Today is my second day at the temp job, but I fear it might be my last. The first day went well but there hasn’t been enough business to justify having two extra workers. I feel my time here might be very limited and I will soon go back to the ranks of the unemployed. That actually won’t be a terrible thing for me IF it happens. I just took the job so I would have something to do instead of sit around my apartment and eat. I could always find other things to do.
The last couple days have been full of firsts for me. My first time going to a movie alone. My first temp job. My first time (insert secret goal here). I’ve grown comfortable doing things for the first time. I’ve not let fear of the unknown stop me from doing anything like it has in the past. Ive embraced the unknown, albeit with a little anxiety, and learned that the first time doing something can lead to great unknown things. The unknown is not necessarily always bad.
All of these things are happening because I refuse to let anything hold me back – especially myself. I’ve talked about it before but I’ve regretted the times I let my weight or fear or anxiety of things hold me back. I’m no longer one to skip over opportunities just because I am worried about the unknown aspects.

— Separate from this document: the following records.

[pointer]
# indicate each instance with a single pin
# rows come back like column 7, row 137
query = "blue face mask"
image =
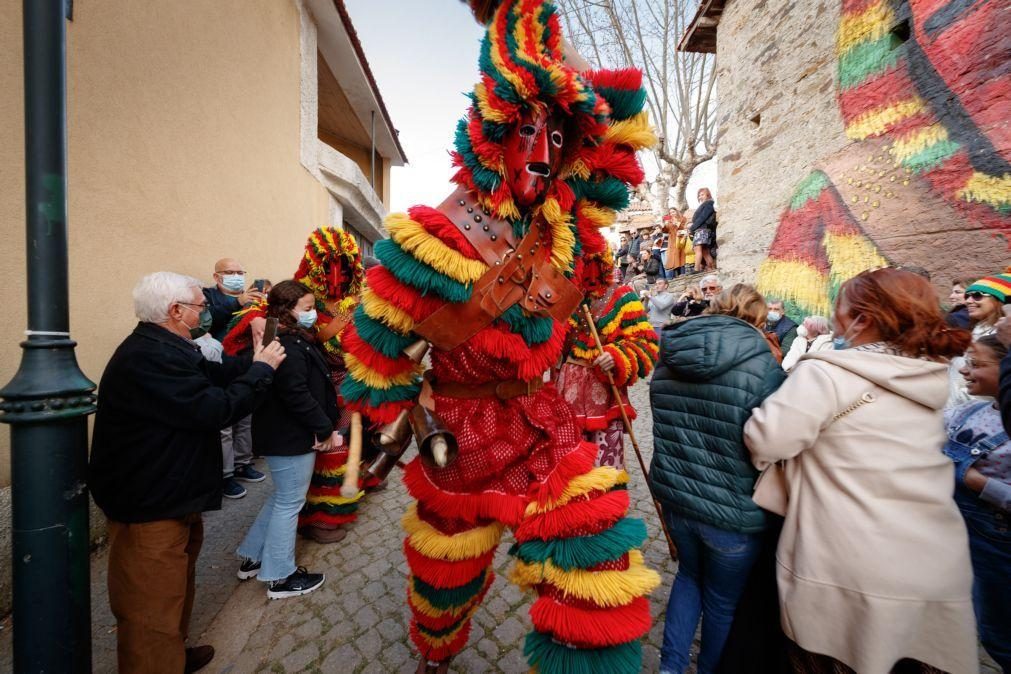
column 306, row 319
column 234, row 282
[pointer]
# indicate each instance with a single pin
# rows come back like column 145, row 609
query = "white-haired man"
column 695, row 300
column 156, row 465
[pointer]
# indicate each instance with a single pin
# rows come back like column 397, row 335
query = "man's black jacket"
column 156, row 453
column 1004, row 398
column 301, row 405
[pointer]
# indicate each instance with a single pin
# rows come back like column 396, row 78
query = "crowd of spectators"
column 845, row 510
column 806, row 470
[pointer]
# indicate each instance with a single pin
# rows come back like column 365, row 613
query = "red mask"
column 533, row 155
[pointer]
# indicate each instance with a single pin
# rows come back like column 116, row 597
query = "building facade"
column 859, row 133
column 196, row 130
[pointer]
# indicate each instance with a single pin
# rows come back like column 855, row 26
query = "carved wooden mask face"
column 533, row 155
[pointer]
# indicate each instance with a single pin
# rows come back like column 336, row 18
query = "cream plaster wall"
column 775, row 59
column 184, row 148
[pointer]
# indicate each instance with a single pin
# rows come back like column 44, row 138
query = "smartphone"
column 269, row 330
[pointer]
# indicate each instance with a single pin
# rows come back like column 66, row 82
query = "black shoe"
column 198, row 657
column 248, row 569
column 232, row 489
column 299, row 583
column 247, row 473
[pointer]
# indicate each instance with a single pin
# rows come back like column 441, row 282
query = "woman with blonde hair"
column 872, row 563
column 714, row 369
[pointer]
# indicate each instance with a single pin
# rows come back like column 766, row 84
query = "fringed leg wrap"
column 450, row 564
column 578, row 551
column 325, row 507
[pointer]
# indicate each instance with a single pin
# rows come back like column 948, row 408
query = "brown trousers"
column 152, row 579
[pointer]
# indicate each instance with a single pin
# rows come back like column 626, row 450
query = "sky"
column 424, row 56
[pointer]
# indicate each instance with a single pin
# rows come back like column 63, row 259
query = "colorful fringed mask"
column 332, row 269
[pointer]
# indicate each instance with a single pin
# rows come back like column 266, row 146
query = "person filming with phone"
column 296, row 421
column 156, row 465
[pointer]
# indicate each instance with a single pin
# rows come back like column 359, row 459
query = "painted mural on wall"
column 924, row 89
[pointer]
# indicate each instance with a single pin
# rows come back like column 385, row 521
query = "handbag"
column 771, row 491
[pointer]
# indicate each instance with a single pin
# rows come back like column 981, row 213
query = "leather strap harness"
column 518, row 273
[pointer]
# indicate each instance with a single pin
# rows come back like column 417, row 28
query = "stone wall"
column 777, row 116
column 858, row 134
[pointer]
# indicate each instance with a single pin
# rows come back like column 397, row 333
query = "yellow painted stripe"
column 379, row 309
column 432, row 543
column 798, row 281
column 918, row 140
column 605, row 588
column 850, row 254
column 876, row 122
column 870, row 24
column 992, row 190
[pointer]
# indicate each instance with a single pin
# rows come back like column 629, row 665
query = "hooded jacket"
column 713, row 371
column 872, row 562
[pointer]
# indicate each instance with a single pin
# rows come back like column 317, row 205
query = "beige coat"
column 872, row 563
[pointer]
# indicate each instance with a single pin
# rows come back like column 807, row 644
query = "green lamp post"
column 48, row 401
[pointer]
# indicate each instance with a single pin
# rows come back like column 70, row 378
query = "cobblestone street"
column 358, row 620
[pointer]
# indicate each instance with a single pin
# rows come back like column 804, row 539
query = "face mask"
column 306, row 319
column 203, row 326
column 234, row 282
column 533, row 155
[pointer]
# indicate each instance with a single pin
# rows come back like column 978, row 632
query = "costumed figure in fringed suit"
column 630, row 352
column 332, row 270
column 546, row 156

Coming up for me is another first: my first tattoo. I’ve been mulling over several tattoos I want to get and although I haven’t decided placement yet I have decided to go forward and get one this month. My life is drastically and rapidly changing right now and I want to further that by getting ink finally. Since I have several ideas I haven’t chosen my first yet but I am also thinking about my second tattoo: the words “Live Boldly.” Those now mean a lot more to me than I ever thought they would. It’s like my new motto and the greatest remind ever. And perhaps one day will be my new tattoo.